One of the so-called Five Civilized Tribes, the Chickasaw were a Muskogean-speaking people living in northern Mississippi and western Tennessee by the time of the American Revolution. They were renowned locally for their prowess in battle and tactful diplomacy in peace. The Chickasaw had weathered contact with various European powers as early as 1540 and fought either with or against the Spanish, the French, and the English. After 1783 they readily acquiesced to the Treaty of Hopewell in 1785 to deal with the newly emergent United States. Contact with Americans increased following the Treaty of San Lorenzo in 1795, whereby Spain renounced all claims to land west of the Mississippi River. This resulted in an influx of settlers and missionaries along the Natchez Trace, a route that cut directly through Chickasaw land. The U. S. government made unofficial attempts to “civilize” the tribesmen through farming and other domestic skills, which the Indians were determined to resist.

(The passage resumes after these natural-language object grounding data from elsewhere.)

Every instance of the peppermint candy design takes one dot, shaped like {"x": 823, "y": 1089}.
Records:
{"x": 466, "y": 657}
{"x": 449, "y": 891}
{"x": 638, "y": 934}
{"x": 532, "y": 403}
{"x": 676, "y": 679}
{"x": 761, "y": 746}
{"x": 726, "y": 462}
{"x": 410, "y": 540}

When Mississippi was admitted to the Union in 1817, the new state began to press for new Native American land cessions, and the pressure increased throughout the 1820s. Cognizant of their weakness, the Chickasaw sent a deputation to meet with President Andrew Jackson in Franklin, Tennessee. In the Treaty of Pontotoc Creek, signed on October 20, 1832, they formally surrendered all land ownership in Mississippi. In 1836 the Chickasaw relocated to new homes in the Indian Territory (Oklahoma) and temporarily occupied land owned by the Choctaw until they formally acquired territory for their own new settlements. A total of 5,000 Indians and roughly 1,100 African-American slaves made the journey in comparative safety and comfort.
The Chickasaw finally conferred with their Choctaw neighbors in January 1837 in Doaksville, whereby they acquired the western portion of their tribal lands. This agreement was approved by the U. S. Senate the following month. Once established, the Chickasaw readily adapted to their new environment and grew relatively wealthy through cattle raising, health spas, and other economic activities. In 1856 they adopted their own constitution and established a new capital at Tishomingo, where it remains today.
Further reading: James R. Atkinson, Splendid Land, Splendid People: The Chickasaw Indians to Removal (Tuscaloosa: University of Alabama Press, 2004); Duane Champagne, Social Order and Political Change: Constitutional Governments Among the Cherokee, the Choctaw, the Chickasaw, and the Creek (Stanford, Calif.: Stanford University Press, 1992); Fulsom C. Scrivner, The Early Chicka-saws: Profile of Courage (New York: Vantage Press, 2006).